1. The favorite dress of my California childhood - a shiny cotton chintz dress printed with splashy flowers on a sunny yellow ground (my favorite colors as a child - "brown and yellow"). It had a yellow sash - and my sister got to wear it after I grew out of it, as she did with all my clothes, but she HATED it - she'd had a matching dress and wore the same dress for four years in a row for birthday parties.
2. My favorite blouse of all time - a forest green suede weskit - this was my Robin Hood period. I LOVED that shirt - it had long sleeves and a bodice laced up with a leather cord and sharp collar points. I would have worn it every day but Hortense, who was our "girl," wouldn't let me. Somebody washed it in hot water (I think it was my mom but she never admitted it) and it shrank into a doll-sized shirt, too stiff to do anything with. I cried and cried.
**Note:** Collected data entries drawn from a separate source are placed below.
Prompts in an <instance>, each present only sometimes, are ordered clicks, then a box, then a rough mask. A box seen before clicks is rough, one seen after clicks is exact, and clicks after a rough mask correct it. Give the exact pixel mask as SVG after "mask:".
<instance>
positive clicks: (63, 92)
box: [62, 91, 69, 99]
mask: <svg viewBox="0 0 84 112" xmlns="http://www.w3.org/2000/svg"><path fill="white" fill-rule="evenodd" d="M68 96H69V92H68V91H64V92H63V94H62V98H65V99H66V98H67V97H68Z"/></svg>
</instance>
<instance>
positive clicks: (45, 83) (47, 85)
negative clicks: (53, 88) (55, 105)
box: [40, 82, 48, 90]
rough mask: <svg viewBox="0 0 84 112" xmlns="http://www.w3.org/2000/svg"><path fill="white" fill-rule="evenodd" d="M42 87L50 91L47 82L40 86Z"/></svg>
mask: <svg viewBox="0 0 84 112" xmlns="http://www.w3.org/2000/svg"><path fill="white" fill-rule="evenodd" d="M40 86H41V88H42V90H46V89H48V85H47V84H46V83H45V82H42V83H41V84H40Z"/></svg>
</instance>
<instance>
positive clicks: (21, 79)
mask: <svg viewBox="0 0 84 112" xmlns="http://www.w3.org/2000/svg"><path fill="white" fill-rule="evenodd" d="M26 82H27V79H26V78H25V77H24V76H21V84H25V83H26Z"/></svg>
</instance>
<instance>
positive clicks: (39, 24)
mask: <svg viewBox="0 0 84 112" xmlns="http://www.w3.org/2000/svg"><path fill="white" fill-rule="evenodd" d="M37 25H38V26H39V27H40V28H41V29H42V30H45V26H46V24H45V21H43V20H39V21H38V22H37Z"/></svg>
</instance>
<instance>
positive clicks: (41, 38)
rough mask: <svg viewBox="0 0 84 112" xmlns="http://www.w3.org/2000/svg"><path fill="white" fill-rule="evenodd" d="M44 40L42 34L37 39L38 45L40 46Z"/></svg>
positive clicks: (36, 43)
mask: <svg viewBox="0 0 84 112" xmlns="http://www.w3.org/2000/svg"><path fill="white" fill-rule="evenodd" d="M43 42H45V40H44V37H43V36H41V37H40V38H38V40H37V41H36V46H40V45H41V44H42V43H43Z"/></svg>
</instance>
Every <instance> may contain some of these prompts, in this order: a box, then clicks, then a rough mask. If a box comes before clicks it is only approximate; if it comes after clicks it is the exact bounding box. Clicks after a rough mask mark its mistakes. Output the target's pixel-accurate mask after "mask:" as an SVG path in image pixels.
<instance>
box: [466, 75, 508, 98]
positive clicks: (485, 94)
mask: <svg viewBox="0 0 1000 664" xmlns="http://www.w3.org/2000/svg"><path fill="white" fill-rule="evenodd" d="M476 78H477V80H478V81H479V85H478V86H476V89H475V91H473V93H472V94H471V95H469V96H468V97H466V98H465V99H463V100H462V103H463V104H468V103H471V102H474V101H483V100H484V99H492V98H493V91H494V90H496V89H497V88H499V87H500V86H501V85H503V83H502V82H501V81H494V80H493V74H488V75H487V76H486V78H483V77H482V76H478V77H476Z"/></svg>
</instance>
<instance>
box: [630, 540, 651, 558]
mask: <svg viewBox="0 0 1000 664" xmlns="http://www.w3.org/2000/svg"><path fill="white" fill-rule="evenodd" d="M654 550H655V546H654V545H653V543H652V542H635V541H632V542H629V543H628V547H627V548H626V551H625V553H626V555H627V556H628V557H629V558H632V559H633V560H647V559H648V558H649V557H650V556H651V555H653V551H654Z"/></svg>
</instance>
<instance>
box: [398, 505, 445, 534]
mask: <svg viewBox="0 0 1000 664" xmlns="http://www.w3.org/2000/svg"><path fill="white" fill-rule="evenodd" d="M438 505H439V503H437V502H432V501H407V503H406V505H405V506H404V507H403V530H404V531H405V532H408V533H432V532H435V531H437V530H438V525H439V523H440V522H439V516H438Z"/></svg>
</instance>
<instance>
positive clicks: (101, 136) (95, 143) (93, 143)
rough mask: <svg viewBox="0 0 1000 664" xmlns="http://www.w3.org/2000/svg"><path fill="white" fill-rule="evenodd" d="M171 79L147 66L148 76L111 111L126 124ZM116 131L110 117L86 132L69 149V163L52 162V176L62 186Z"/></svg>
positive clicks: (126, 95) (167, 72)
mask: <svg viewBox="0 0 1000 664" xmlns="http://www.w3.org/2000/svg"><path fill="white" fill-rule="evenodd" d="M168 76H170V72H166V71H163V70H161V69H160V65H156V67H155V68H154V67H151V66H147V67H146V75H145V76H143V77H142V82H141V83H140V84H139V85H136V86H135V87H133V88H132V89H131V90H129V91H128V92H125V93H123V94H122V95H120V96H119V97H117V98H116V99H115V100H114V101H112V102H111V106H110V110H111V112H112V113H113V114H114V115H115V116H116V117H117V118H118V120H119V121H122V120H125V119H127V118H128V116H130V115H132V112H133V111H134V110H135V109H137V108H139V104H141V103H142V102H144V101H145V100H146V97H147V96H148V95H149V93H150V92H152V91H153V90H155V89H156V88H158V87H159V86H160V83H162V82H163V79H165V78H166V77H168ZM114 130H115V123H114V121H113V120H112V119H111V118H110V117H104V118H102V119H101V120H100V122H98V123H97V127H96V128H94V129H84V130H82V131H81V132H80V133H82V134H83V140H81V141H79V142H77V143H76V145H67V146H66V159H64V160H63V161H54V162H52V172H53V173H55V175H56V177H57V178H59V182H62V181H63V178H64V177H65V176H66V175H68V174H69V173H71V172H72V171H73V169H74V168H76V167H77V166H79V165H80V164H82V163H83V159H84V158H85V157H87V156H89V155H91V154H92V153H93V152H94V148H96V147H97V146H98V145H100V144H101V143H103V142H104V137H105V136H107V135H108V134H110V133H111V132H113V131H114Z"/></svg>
3. In high school, I had another blouse I loved - long sleeved cotton printed all over with #2 yellow pencils. It didn't quite go with my felt circle skirt with the poodle and gold chain applique, but almost. Of course, the felt skirt was worn over two crinolines. I don't know how I ever fitted into my desk in any classroom. I would have worn that every day too, but by then, I knew that I had to wear something different each day of the week. This was also the era of circle pins, Peter Pan collared blouses, angora sweaters, bubble saddle shoes, bobby socks, and skinny little silk neckerchiefs, all of which I had. And even felt fashionable in. But chunky. That was the description for someone 20 lbs overweight. Chunky. Sigh.
4. My mother and I shopped for my college wardrobe together. We had often shopped together, it was my mother's favorite pastime (not mine, though I loved eating lunch out which our shopping trips always included). Most of my new things came from the sale racks at medium priced department stores, but since my mother was such an expert in the field, everything looked expensive and fitted well. The most perfect item was a long-sleeved cherry cashmere cardigan, the most expensive piece of clothing I had ever worn, despite the fact that she had bought it at 75% off. It was a perfect match (everything in the 50's had to match) for Revlon's new lipstick "Cherries in the Snow."
5. In college, I had a maroon dobby weave dress with brown squares - it sounds really nerdy, and maybe it was, but it fit me like a glove, the waist was really where my waist was, it highlighted my (ample) bust perfectly, and it had a full and swinging skirt that showed off my legs as I ran across campus, late for another class.
6. With my first paycheck at a job in Chicago, I bought a black wool dress at Rothschild's. It was short sleeved, form fitting, with epaulets (no shoulder pads) trimmed with round gold buttons through which a black and white houndstooth scarf was wound. That dress served for every occasion until I got too fat to wear it with my first pregnancy. And looked really smart with even the cut-off cherry cashmere. The scarf could be worn in a dozen ways, which the saleswoman demonstrated to me. Everyone had to have a little black dress, and that was mine. I also wore three inch heeled black pumps with it. I was the picture of fashion in early 60's Chicago.
7. My first good business suit I also got at Rothschild's. I saved up for it for two years. It was a simple dark teal worsted wool twill, single breasted, fully lined, with besom pockets. The skirt had a kick pleat and slash pockets. Quite the business woman, though I was just a data entry clerk in a bank. I always thought I'd go far in a suit like that. It fit me like a dream and made my chunky figure look almost svelt. It also went with 3" black heels. But the teal color made it feminine and a little different. I never saw another woman in that color suit. I kept that suit for 30 years before I finally gave up and admitted I'd never again wear a size 12 anything. Ever. If Goodwill was smart, they would have sold it to a vintage store. If I'D been smart, I would have sold it to a vintage store.
8. When my mother died, my sister and I searched through her nursing home closet for anything wearable. There wasn't much, housecoats and a few sweaters, too small for me. My sister didn't want the vintage '80's London Fog tan trench coat. That I still wear. Shoulder pads and all. When I first put it on a few months later, there were still a few crumpled but clean Kleenex tissues in the pocket. I cried and cried.